Monsieur le Président, cher-e-s collègues, j’ai une révélation à vous faire aujourd’hui les élus du groupe Front de Gauche et Citoyens semblent être quelque peu devins. En effet, en décembre 2016, lors du vote du budget, nous avions fait part d’un fort pressentiment : celui que l’excédent budgétaire de l’année 2017 atteindrait des sommets. En effet, cet excédent s’élève à 471 M€, mais cela témoigne peut-être moins de notre clairvoyance que de votre prévisibilité. Après tout, nous sommes très proches du record de l’année précédente, à 536 M€ d’excédent. Cela met la moyenne des deux dernières années à plus de 0,5 Md€, soit deux fois le budget d’une Ville comme la mienne.

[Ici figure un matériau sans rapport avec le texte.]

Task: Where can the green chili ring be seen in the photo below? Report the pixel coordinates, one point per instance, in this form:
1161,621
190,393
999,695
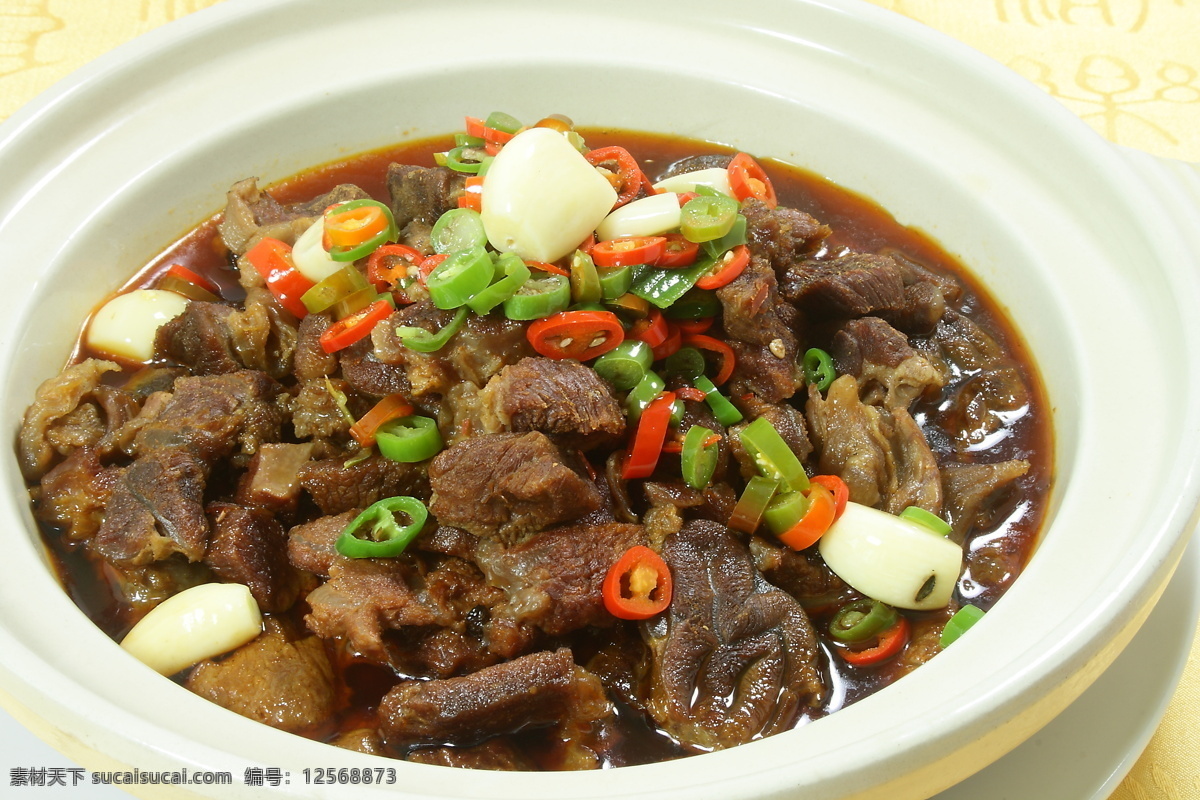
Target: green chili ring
377,534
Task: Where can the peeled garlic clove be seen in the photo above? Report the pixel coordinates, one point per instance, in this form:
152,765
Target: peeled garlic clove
196,624
891,559
649,216
310,256
126,325
541,197
714,178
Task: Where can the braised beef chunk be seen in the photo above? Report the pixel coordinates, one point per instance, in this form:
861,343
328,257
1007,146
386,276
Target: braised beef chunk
156,509
882,456
735,657
336,487
850,286
280,679
508,485
57,398
889,372
553,578
249,546
421,193
534,691
551,396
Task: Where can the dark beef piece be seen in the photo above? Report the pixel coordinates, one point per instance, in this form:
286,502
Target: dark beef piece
251,215
199,338
971,488
311,545
496,753
562,397
263,334
423,193
156,509
803,575
369,376
73,494
553,578
55,398
849,286
534,691
783,235
311,362
279,679
735,657
881,455
273,477
396,612
786,419
211,415
507,485
336,487
889,372
249,546
693,163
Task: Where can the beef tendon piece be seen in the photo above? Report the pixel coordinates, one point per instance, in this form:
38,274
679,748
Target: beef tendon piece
508,485
535,691
277,679
552,396
735,657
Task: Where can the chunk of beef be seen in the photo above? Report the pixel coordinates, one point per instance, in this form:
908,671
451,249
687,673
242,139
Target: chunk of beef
311,546
251,215
849,286
279,679
552,396
421,194
783,235
213,415
55,398
336,487
156,509
889,372
508,485
310,361
972,488
73,494
553,578
249,546
199,338
273,477
534,691
882,455
735,657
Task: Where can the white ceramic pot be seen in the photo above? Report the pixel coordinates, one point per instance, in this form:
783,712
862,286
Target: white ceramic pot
1089,256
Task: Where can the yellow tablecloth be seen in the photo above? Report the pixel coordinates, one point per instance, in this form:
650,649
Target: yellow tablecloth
1129,67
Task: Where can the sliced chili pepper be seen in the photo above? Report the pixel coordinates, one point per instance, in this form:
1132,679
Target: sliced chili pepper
652,432
629,251
637,585
838,488
891,643
629,178
409,439
815,522
726,269
678,252
714,346
389,408
271,259
376,533
349,330
579,335
748,179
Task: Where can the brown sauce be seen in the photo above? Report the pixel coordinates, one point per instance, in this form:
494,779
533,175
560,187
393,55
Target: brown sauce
858,224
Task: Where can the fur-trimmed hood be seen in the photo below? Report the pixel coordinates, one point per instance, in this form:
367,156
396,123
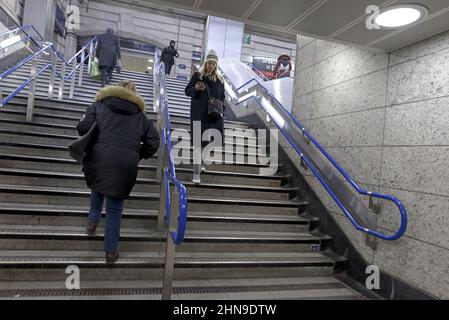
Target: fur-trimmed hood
122,93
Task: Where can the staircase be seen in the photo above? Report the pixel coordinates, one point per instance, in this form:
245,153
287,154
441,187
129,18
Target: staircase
248,236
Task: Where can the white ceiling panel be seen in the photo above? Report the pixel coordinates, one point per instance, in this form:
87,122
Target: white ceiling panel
338,20
334,15
277,11
420,32
227,8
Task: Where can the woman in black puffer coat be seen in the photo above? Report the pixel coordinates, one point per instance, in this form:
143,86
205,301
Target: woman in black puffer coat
124,136
207,77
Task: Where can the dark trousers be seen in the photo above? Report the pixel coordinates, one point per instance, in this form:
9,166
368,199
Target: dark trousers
106,74
114,209
168,67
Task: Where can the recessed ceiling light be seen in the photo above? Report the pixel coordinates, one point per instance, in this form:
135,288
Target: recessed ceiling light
399,16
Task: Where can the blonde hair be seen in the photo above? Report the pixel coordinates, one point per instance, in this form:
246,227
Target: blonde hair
214,76
128,84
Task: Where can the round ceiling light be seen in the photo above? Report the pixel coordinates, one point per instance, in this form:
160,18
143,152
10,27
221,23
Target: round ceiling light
399,16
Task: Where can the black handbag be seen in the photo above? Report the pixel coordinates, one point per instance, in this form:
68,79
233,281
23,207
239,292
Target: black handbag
215,107
79,147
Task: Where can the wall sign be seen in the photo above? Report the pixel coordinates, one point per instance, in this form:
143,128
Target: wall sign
196,55
247,38
181,77
266,65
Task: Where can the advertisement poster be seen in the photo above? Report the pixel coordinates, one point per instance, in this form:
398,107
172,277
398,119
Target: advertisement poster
265,65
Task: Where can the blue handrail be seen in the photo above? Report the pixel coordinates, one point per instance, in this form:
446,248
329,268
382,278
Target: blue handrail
360,190
169,174
24,28
47,66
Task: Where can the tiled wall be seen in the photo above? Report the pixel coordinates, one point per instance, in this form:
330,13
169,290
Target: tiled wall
187,32
385,118
267,46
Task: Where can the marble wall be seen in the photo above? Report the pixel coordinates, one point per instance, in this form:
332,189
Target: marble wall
385,118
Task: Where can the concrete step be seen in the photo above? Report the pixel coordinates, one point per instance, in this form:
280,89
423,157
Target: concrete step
79,110
54,121
76,180
326,288
46,215
76,108
13,144
71,238
138,200
17,123
214,174
75,114
24,133
51,266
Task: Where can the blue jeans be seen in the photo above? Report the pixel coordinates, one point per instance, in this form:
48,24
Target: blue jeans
114,209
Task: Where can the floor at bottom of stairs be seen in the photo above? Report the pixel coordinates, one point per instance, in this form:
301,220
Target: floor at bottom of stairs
304,288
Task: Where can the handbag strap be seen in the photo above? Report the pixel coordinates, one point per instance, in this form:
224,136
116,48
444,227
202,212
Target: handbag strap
208,90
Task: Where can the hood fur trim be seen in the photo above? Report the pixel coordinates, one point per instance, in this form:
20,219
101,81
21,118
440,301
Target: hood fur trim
122,93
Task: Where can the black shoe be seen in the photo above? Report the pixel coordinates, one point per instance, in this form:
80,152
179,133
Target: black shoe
111,257
91,228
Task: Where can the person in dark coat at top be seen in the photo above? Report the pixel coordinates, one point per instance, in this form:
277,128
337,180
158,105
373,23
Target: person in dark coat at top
124,136
108,50
168,56
197,90
283,67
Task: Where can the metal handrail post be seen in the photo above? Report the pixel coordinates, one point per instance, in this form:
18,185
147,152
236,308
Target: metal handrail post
91,57
80,78
170,249
1,93
72,81
61,82
51,84
32,92
163,164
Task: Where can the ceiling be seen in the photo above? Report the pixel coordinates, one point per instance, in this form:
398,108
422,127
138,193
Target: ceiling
338,20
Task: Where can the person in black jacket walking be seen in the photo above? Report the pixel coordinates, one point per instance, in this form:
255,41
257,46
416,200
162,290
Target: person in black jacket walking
124,136
168,56
108,50
202,82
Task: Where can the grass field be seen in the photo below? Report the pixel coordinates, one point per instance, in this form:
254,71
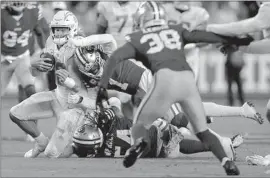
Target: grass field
204,164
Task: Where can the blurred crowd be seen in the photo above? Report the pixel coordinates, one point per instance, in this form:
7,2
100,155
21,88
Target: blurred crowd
220,11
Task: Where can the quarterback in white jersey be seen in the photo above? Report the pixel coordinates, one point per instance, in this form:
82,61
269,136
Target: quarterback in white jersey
116,18
57,56
258,23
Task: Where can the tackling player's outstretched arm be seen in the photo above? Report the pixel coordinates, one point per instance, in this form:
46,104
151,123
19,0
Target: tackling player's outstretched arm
127,51
257,23
102,22
257,47
95,40
197,36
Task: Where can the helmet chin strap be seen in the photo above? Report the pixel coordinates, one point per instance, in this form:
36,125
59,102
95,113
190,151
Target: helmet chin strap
14,12
60,41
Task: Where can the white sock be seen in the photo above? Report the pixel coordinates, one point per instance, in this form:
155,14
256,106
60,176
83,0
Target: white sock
215,110
40,138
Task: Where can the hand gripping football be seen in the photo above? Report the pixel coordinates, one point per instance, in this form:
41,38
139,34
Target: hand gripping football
49,59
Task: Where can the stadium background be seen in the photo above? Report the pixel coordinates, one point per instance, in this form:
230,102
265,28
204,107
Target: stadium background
213,88
212,82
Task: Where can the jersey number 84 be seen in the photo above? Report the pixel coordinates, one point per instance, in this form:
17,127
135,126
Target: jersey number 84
164,39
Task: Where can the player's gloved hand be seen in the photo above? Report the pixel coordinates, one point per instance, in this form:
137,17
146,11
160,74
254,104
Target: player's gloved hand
74,98
225,49
79,42
102,95
42,64
242,41
258,160
62,75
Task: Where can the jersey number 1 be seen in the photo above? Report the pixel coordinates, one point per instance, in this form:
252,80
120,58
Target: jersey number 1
164,39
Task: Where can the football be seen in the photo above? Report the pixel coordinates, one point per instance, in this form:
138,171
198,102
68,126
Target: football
49,59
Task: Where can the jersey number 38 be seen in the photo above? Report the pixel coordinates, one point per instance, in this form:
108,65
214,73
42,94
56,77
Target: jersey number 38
10,38
164,39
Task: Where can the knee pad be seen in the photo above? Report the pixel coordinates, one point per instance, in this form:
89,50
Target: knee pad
180,120
30,90
13,118
268,114
161,124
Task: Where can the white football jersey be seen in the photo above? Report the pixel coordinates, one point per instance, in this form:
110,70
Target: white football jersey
62,55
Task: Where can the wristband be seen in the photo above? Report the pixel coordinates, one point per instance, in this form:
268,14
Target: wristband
80,100
69,82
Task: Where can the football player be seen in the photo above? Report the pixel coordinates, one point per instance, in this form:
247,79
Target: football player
152,44
91,67
165,143
134,79
258,23
196,18
19,21
57,55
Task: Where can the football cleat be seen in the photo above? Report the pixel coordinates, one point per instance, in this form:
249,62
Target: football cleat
228,148
134,153
209,119
29,138
171,150
38,148
258,160
237,140
250,112
231,169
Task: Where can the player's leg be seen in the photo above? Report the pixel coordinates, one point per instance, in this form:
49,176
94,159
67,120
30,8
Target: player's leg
238,81
154,104
60,144
191,103
24,75
229,83
268,110
25,114
247,110
7,70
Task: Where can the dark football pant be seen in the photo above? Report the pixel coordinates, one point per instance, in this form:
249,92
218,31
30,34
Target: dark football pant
171,87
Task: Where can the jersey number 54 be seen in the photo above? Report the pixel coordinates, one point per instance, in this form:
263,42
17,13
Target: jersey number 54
10,38
164,39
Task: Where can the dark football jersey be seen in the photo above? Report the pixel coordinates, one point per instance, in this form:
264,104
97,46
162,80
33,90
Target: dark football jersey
126,77
15,33
161,48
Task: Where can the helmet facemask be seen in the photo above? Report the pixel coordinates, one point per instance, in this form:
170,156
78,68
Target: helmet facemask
149,14
89,61
60,35
16,8
63,26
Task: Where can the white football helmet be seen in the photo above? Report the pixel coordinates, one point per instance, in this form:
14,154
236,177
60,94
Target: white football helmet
64,19
16,7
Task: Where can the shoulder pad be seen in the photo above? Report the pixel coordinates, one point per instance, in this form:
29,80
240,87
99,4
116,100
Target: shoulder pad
128,38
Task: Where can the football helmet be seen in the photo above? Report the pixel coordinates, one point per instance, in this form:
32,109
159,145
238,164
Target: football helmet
89,60
16,7
64,19
149,14
87,139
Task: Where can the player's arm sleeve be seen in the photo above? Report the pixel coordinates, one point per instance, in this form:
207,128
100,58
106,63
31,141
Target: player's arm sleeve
257,47
96,40
40,33
125,52
257,23
197,36
102,22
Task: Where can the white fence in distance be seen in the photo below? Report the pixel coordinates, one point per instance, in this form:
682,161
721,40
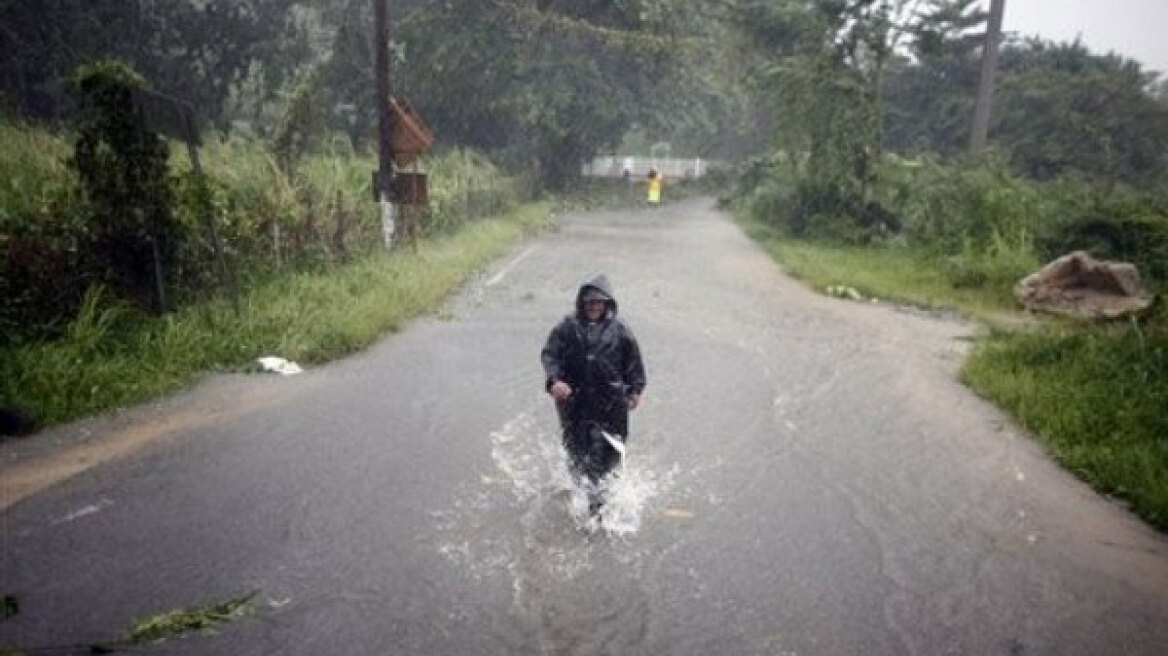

Je vous rassure, même en abandonnant le record de 2016, vous restez la Collectivité départementale détentrice des plus hauts montants d’excédent en France. Je tiens à rappeler les montants d’excédent des années précédentes pour que l’on puisse mesurer leur évolution : 95 M€ en 2013, 82 M€ en 2014, 236 M€ en 2015, 536 M€ en 2016, et donc 471 M€ en 2017. Ainsi, année après année, l’excédent du compte administratif est de plus en plus important.

Pourtant, année après année, vous nous faites l’affront de prétendre nous convaincre que ces excédents sont des surprises et que la hausse de vos recettes est exceptionnelle et volatile.

Année après année, au moment du vote du budget primitif, vous osez nous expliquer qu’il faut réduire les dépenses, et particulièrement les dépenses sociales, sur la base de prévisions de recettes exagérément faibles, sur lesquelles nous vous interpellons systématiquement.

Année après année, vous vous défendez de tout excès de prudence contre toute évidence.

Ainsi, vous tentez de nous faire croire que la situation est grave, au mépris de la réalité qui est que le Département des Hauts-de-Seine n’est pas dans la difficulté, contrairement à bien d’autres Collectivités.

Certes, les dotations de l’État sont en baisse, assujetties à la doctrine d’austérité qui, au fond, est également la vôtre, bien que vous contestiez ces ponctions injustes, mais si celles-ci mettent effectivement bon nombre de Collectivités dans des positions financières intenables, elles n’affectent le Département des Hauts-de-Seine qu’à la marge. Votre compte administratif donnerait plutôt raison à l’État qui prétend que les Collectivités ont de la marge.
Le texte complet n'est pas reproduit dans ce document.